Restoring Britain’s seascapes: new study calls for urgent habitat reconnection to meet climate and biodiversity goals - University of Portsmouth

Scientists warn that the future of our oceans and climate goals depends on reconnecting the ecological threads that hold coastal habitats together

The new study, launched at the International Seascape Symposium II at ZSL (Zoological Society of London), and published to align with UN Ocean Decade Conference represents two years of work by an international team led by the University of Portsmouth, with support from ZSL and University of Edinburgh.

It delivers the most comprehensive report to date of how coastal habitats in temperate regions function not in isolation, but as interconnected systems - a concept known as ecological connectivity.

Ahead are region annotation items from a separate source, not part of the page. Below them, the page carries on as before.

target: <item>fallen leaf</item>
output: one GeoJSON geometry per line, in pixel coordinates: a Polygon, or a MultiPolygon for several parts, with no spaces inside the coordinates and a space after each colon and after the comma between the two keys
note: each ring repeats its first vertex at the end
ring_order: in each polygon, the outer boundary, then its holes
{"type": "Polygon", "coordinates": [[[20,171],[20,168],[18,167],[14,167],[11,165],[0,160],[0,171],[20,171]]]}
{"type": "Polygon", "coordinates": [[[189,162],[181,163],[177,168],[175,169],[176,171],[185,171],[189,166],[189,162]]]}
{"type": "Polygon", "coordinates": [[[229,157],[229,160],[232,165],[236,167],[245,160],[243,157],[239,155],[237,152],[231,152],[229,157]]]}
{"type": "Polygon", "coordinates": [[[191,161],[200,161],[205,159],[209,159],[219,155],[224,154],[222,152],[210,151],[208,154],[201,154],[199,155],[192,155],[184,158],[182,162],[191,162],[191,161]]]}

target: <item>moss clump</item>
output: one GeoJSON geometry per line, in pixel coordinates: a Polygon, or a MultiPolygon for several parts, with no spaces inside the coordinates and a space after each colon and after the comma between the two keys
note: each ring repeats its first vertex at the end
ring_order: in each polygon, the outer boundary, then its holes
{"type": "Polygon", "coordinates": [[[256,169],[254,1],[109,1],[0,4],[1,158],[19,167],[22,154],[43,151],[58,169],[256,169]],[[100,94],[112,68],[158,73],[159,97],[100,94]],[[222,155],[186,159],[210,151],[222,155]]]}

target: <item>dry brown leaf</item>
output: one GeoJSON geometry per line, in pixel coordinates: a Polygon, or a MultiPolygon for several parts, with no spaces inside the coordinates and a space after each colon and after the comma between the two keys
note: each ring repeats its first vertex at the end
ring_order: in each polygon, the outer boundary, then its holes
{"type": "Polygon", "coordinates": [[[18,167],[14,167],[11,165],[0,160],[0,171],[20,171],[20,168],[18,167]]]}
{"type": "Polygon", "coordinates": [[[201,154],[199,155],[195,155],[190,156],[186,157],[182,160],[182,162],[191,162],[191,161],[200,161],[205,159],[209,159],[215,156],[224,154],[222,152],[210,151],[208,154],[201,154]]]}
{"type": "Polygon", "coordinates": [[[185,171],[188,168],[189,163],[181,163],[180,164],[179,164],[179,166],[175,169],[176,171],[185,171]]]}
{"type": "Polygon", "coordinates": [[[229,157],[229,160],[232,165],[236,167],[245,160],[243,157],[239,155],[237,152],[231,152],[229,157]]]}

“Coastal habitats like oyster reefs, saltmarshes, kelp forests and seagrass meadows are often treated as separate entities in policy and restoration, but in reality, they are tightly bound together by the flows of water, life, and energy,” said lead author Professor Joanne Preston, Institute of Marine Sciences at the University of Portsmouth. “To meet our global climate and biodiversity targets, we need to restore the entire seascape.”

Published in NPI Ocean Sustainability to coincide with World Ocean Day and the mid-point of the UN Decade on Ecosystem Restoration, the paper makes the case that reconnecting these habitats is fundamental to repairing the damage caused by centuries of degradation, and to achieving international targets under the Kunming-Montreal Global Biodiversity Framework, Paris Agreement, and the Sustainable Development Goals.

Dr Philine zu Ermgassen, Changing Oceans Group, University of Edinburgh said, “ecological connectivity allows organisms, nutrients, sediment, and energy to move between different marine habitats. These exchanges drive crucial ecosystem services - from carbon storage to water filtration, coastal protection to fishery productivity.”